Les émotions : séparationnel !

Les émotions : séparationnel !

Jeu de mots avec une faute, ça augure mal. Une séparation, ça ne commence jamais bien. Je l’ai vécu à quelques reprises, ça fait quand même toujours mal sur le coup ; pendant plusieurs jours, semaines… Surtout quand les émotions s’emmêlent. Mais comme le dit un certain dicton : «tout s’arrange, avec le temps !»  C’est pourtant la dernière chose qu’on a envie de se faire dire quand on en vit une.

Quand on se sépare de sa conjointe et qu’il y a un enfant, c’est assez désemparant, ça fout la trouille quand on se lance dans le futur, le jour-même où l’autre nous annonce qu’elle ne souhaite plus vivre avec nous.
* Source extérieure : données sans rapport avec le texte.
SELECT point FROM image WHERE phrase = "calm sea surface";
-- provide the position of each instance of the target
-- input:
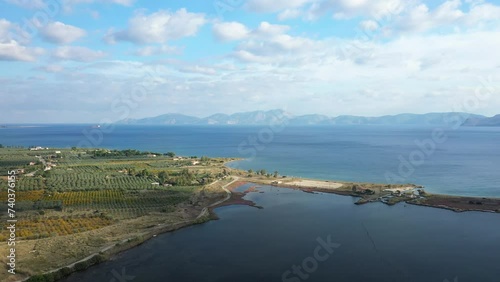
(466, 163)
(375, 243)
(372, 242)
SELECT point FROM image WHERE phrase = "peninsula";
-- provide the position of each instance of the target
(86, 205)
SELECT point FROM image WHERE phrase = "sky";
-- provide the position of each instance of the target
(94, 61)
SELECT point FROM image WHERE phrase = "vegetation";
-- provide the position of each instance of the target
(78, 190)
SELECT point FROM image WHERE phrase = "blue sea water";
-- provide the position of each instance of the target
(375, 242)
(465, 163)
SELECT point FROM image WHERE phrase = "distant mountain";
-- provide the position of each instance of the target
(483, 121)
(406, 119)
(278, 116)
(172, 119)
(247, 118)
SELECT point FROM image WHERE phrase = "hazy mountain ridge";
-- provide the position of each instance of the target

Je connais et je vous en parlerai ici.

Été 1995. Je reviens d’une tournée en Abitibi. Il est 22 heures environ. Il n’y a pas d’auto dans la cour, les lumières sont éteintes. Habituellement, on m’attend quand ça fait une semaine que je suis parti faire des shows. Je dépose mes valises et mes instruments, je monte voir au deuxième, il y a comme une odeur de désert dans la maison. Au sous-sol, pas de signe de vie non plus. Je suis inquiet, mais je ne me doute pas de ce que je vais trouver au premier…

Je m’assois à la table dans la cuisine. Surprise ! Non, y a personne de caché avec des chapeaux et des flûtes, je suis né en novembre anyway… Il y a une enveloppe sur ce qui trône au milieu de la pièce familiale la plus utilisée. Là où on se réunit souvent pour échanger, rire, manger… Mais cette fois-ci, mon cœur bat vite, je ne sais pourquoi. J’ai un mauvais pressentiment, très mauvais. Je lis : «Daniel, quand tu seras parti, Claude et moi nous reviendrons à la maison. Ce n’est plus agréable de vivre avec toi… et autres choses». Je ne me souviens pas exactement de «et autres choses», mais la première phrase est telle quelle, je me souviens trop bien le mal que j’ai eu en la lisant. Là, je m’arrête (là, pendant que je vous écris). Mauvais souvenir qui remonte, mais c’est correct. OK, continuons…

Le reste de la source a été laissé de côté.